Shoulders in line with the board I feel makes backside edge control more difficult than it needs to be. If you're at -15, +15 for example, it's really easy to move your center of mass way off to the toeside. It's less easy to move it off to the heelside. There's less range and less ability to control it in a subtle way on the heelside because most people bend forward at the waist better than they bend backwards at the waist. Having your rear foot set negative and therefore your shoulders held back from coming around to allow you to face the front end of the board also limits your ability to see over your leading shoulder. So when you go from toeside to heelside you are turning into a big blindspot. If you have flatter back foot angle or even (gasp) a slightly positive back foot angle then you can get your shoulders to twist farther around to approaching perpendicular to the centerline of the board. That means you can turn your neck and see pretty much everything that you're turning into on a heelside. If you've got a great range of motion then I imagine you could do it from a duck stance. But I sure can't. With your shoulders freed up to come around, you can use some waist bending movements to help move your center of mass in pretty much every direction. Knee movements are still important but are different than the ones you have to make when riding duck. I'm basically describing an out-of fashion way to ride. It was not unusual 15 or 20 years ago. But now everybody is ducking and riding squared up. I think turn quality suffers as a result. If you're more park oriented or really like riding switch then I understand why you might want to ride duck stance. Ultimately, I'm less interested in riding switch and more interested in big turns, riding onto and off of natural features, and all mountain riding. No park, no aerial spins for this bro. 



chomps1211 said:


> Just curious,... why would that particular alignment of the shoulders be a hinderance?
> 
> To my mind I would have thought having the shoulders more or less in line with the board gives you _equal_ ability to throw/move your mass in either direction. :dunno:
> 
> If that's not the case then I'm just curious to know why? :shrug: (...btw, No particular investment in either position being right/wrong. Just interested in learning.)


----------



## Cane700 (Oct 29, 2012)

SGboarder said:


> Cane700 said:
> 
> 
> > Serious carving, slalom, serious carving, slalom. Is Slalom not the most serious of carving? High speed bombing doesn't require your back foot to face forward and there are plenty of powder riders who do just fine with a back foot in the other direction. He's a beginner learning to ride. Duck stance will not hinder his learning in any way. When he gets better he can adjust his binding however he wants and will be fine. For the purposes of a beginning snowboarder, duck stance will not hinder him.
> ...


OK. You seem very angry and Ive clearly walked onto your turf. You should consider responding to the OPs question then. I just came to the forum looking for some recommendations on an upcoming trip. Figured I'd pay forward and contribute a little. My advice is far from wrong. I'll say this once and you can have your forum back. Getting a new rider in a comfortable stance off the bat will help them progress in their learning to ride. If one wants to specialize in one of the more specific niches of snowboarding, they can make the adjustment once they're comfortable linking turns and going fast. The original poster clearly stated a preference for duck stance. That's his path of least resistance.


----------



## freshy (Nov 18, 2009)

I also ride duck 18/-13 for the simple reason it's comfortable. I couldn't care less if someone thinks my stance is ruining carving or snowboarding. I don't ride switch or go in the park either. I am clearly having way more fun on the hill than the guy who thinks his technique is scientifically proven to make him above others. 

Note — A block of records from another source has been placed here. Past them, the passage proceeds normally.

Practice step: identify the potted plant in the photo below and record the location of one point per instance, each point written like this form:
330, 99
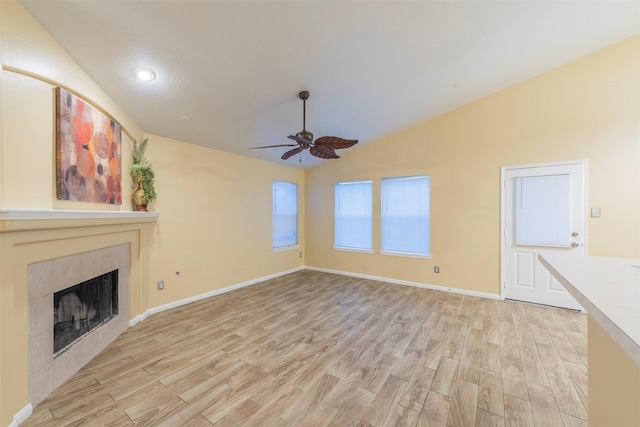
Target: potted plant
143, 177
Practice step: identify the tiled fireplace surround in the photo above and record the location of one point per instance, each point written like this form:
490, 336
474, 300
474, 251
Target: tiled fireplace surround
42, 250
43, 280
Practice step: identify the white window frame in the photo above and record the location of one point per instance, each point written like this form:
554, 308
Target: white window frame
383, 207
338, 247
274, 216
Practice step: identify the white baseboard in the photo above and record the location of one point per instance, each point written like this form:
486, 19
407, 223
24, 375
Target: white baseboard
194, 298
408, 283
22, 415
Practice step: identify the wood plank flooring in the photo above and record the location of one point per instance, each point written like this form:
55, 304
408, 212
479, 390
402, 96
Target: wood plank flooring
317, 349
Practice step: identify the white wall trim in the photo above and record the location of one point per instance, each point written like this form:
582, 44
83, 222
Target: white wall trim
408, 283
195, 298
22, 415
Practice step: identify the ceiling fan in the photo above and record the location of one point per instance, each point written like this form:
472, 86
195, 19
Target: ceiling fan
323, 147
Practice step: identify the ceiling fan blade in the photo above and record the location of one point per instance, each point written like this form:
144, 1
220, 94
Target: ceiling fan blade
271, 146
298, 139
324, 153
290, 153
334, 142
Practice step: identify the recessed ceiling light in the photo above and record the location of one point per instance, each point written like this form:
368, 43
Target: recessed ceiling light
146, 75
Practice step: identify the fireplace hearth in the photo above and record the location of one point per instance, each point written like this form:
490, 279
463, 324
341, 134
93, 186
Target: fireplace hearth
79, 309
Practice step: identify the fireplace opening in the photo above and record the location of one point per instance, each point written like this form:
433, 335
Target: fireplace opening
81, 308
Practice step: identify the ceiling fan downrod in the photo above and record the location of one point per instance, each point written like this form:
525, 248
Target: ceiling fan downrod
304, 95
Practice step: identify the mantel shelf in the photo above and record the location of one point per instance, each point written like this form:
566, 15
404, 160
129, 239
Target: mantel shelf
22, 219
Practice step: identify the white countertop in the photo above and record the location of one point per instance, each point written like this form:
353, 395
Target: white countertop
609, 289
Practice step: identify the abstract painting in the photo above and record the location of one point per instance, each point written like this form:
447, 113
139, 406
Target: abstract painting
88, 152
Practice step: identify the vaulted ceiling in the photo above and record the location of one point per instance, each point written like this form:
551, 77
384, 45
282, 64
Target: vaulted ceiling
228, 73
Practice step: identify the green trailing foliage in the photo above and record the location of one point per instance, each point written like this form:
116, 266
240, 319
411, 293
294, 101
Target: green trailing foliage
142, 171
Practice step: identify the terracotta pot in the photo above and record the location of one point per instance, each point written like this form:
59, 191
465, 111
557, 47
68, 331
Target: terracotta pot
139, 202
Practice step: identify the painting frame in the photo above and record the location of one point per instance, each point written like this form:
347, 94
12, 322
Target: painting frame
88, 151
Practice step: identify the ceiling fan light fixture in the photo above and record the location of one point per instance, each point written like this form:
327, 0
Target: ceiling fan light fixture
323, 147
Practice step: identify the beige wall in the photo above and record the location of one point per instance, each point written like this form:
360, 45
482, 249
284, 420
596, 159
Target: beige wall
587, 109
215, 208
215, 219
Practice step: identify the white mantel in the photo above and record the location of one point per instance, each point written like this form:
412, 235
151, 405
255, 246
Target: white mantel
17, 219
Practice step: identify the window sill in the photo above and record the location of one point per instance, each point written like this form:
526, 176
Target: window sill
405, 254
362, 251
285, 248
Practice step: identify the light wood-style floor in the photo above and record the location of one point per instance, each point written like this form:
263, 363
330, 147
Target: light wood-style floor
317, 349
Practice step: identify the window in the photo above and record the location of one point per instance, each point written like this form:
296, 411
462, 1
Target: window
405, 216
543, 210
285, 214
353, 223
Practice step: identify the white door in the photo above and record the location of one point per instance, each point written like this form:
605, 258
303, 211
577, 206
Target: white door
543, 211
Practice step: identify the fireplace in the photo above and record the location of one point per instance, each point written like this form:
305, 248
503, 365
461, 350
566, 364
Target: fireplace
78, 304
81, 308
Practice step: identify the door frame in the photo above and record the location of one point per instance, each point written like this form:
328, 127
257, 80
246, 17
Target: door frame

Not only do I get knee problems if my rear foot is at a positive angle, I do not have the power in my legs to snap some slashes and my feeling of percision control is left a little numb.

It's just snowboarding, do what feels good.


----------



## Fielding (Feb 15, 2015)

Forreal shouldn’t be any hate over the subject of stance. It’s all about you. You gotta be you. Even if you can’t ride for shit. Just go with it.


----------



## ridinbend (Aug 2, 2012)

freshy said:


> I also ride duck 18/-13 for the simple reason it's comfortable. I couldn't care less if someone thinks my stance is ruining carving or snowboarding. I don't ride switch or go in the park either. I am clearly having way more fun on the hill than the guy who thinks his technique is scientifically proven to make him above others.
> 
> Not only do I get knee problems if my rear foot is at a positive angle, I do not have the power in my legs to snap some slashes and my feeling of percision control is left a little numb.
> 
> It's just snowboarding, do what feels good.


I could never imagine riding with a positive angle on my back foot, I've tried and my knee starts throbbing in minutes. 22 years of surfing has my back foot neutral to way ducked. I've tried riding everything from 0 to -24. I ended up feeling most neutral on my board with my stance at 18,-18.


----------



## Duck93 (Dec 15, 2017)

Wow thanks for all the replies! That’s what I was thinking though that it’s more geared to what’s comfortable. I’ll play around with my stance a little but I’m ducked for sure my surfing stance was crazy lol. Thanks again everyone!


----------